介護保険の問題点は解決しているのか

介護保険まるわかり

2017年9月の時点で、全人口に占める65歳以上の割合が27%超である日本は、「超高齢社会」に突入しています。高齢者への社会保障は、社会全体の課題にもなっており、その基本政策として施行されたのが「公的介護保険制度」です。しかし、超高齢社会と少子化によって、労働人口が減少し、社会保障費が増えるといった財政問題が起きています。同制度の財政面や高齢者支援の現状など、介護保険制度の問題点をみていきましょう。

消費税が上がって介護制度は充実したのか

介護保険の財源は、税収のような公費負担と、同保険加入者から徴収される介護保険料で構成されています。公費負担は、被保険者の負担を軽減するため、国・県・市が負担しています。その割合は、国:都道府県:市町村で、およそ2:1:1です。なお、財政が厳しい地方自治体に対して、より多くの交付金(調整交付金)を与え、市町村格差を減らすように努めています。

日本の社会保障費は、高齢者の増加に伴い、年々拡大しています。「年金、医療及び介護の社会保障給付」に必要な経費に充てるように定められ、その財源の一つに消費税があります。導入当初は3%だった消費税率は、1997年度からは5%に、2014年度には現在の8%に引き上げられました。今も社会保障費は増大を続けているため、2019年10月には消費税率10%の引き上げが予定されています。

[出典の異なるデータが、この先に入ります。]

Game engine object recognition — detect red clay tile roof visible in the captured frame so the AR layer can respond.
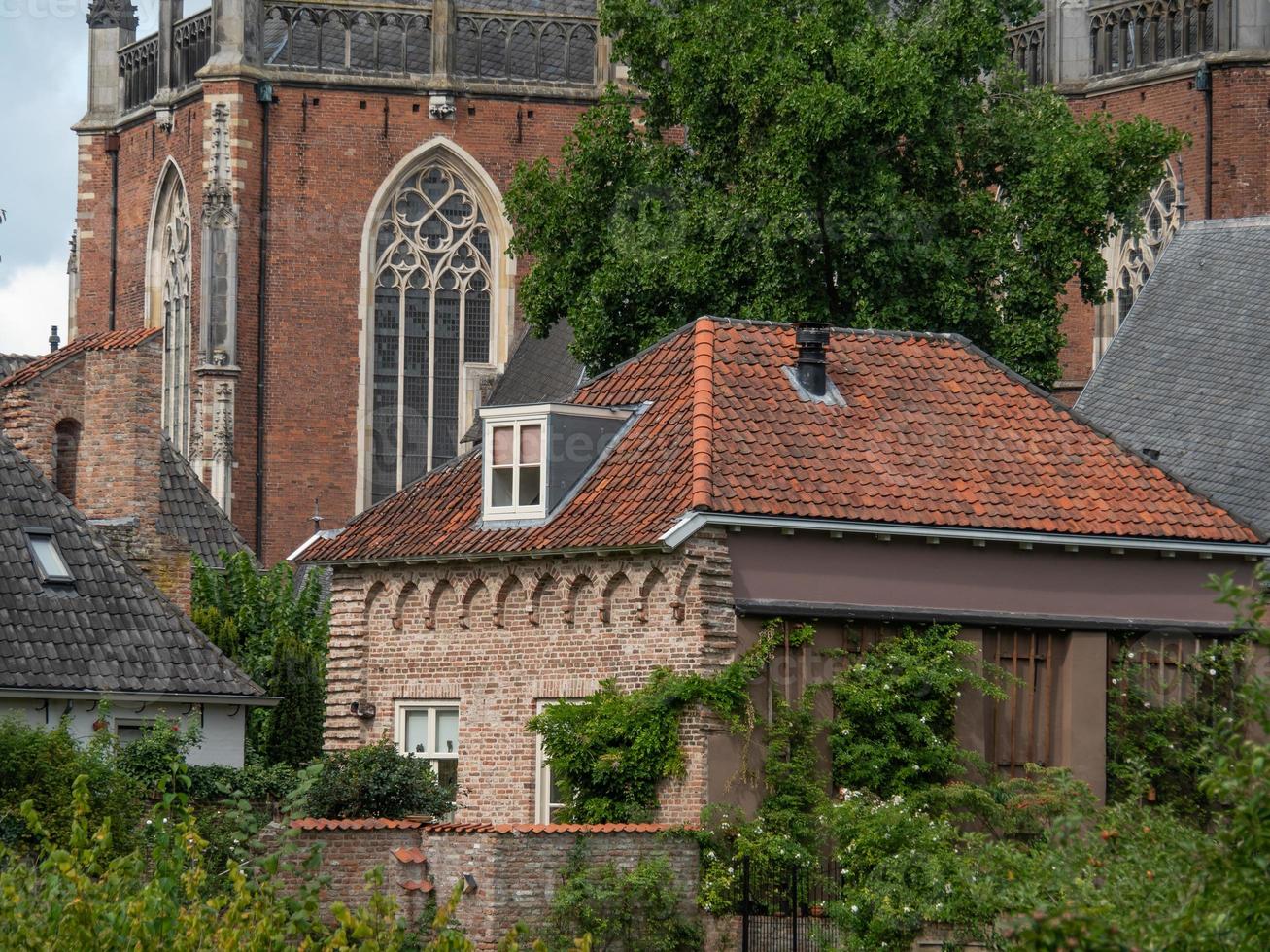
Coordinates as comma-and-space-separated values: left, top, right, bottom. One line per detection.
305, 318, 1258, 562
0, 327, 162, 388
291, 817, 423, 831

消費税率引き上げられたことで財源が拡充され、介護職員の雇用環境や賃金の一部改善などが図られました。しかし、財政状況は依然厳しく、被保険者への「負担増」となる制度の見直しも行われているため、まだまだ改善が必要といえるでしょう。

家族が要介護になった場合は

自分の親や配偶者が要介護になった場合、どのように介護をしたらいいのか悩んでしまう方も多くいらっしゃいます。養護施設への入所を希望しても、入れるところがすぐ見つかるとは限りません。また、要介護レベル1や2の人は、施設への入所が基本的には認められていないという問題もあります。

同居している親や配偶者の介護によって、転職や退職を余儀なくされる人は少なくありません。これは「介護離職」と呼ばれ、その数は毎年10万人以上の方が該当すると言われています。核家族化が進んでいることや、要介護度が低い方に対する支援制度が限定的といったことが、介護離職の原因として考えられるでしょう。「介護休職制度」を導入する企業もありますが、取得率は男女の合計が5%未満であり、一般的に普及しているとは言い切れません。

介護施設に入所出来ない人もいる

在宅介護ができない、自力での生活が困難となれば、施設への入所を検討することになります。しかし、希望すれば誰でも好きな施設に入所できるとは限りません。施設にはそれぞれ入所条件があり、受け入れ可能な支援レベルや医療依存度、年齢などを定めています。

また、入所希望の高齢者が増え、施設自体が既に満員となっている可能性もあります。介護を必要としていた場合でも、支援を受けることができていない方も多くいらっしゃるのです。

介護に関することは改善点が多くあげられている

より深刻な問題になっているのが、人材不足です。特に地方では過疎化によって、介護に携わる人がより減少しています。介護施設の収容者数に余裕があっても、介護士や看護師などが十分に確保できず、入居受け入れを制限していることもあるようです。

この他にも、65歳以上の高齢者同士による「老老介護」や、認知症を発症している高齢者同士での「認認介護」など、超高齢社会ならではの新たな課題も出てきました。また、施設において虐待といった事件も起きており、入所者と従業員双方のために、環境改善が必要不可欠といえるでしょう。

さらに高齢化が進む日本社会において、高齢者の介護環境をより良いものにしていく必要があります。当事者である高齢者や非介護者のみならず、若い世代の方も、介護の問題解決を行っていくことが大切です。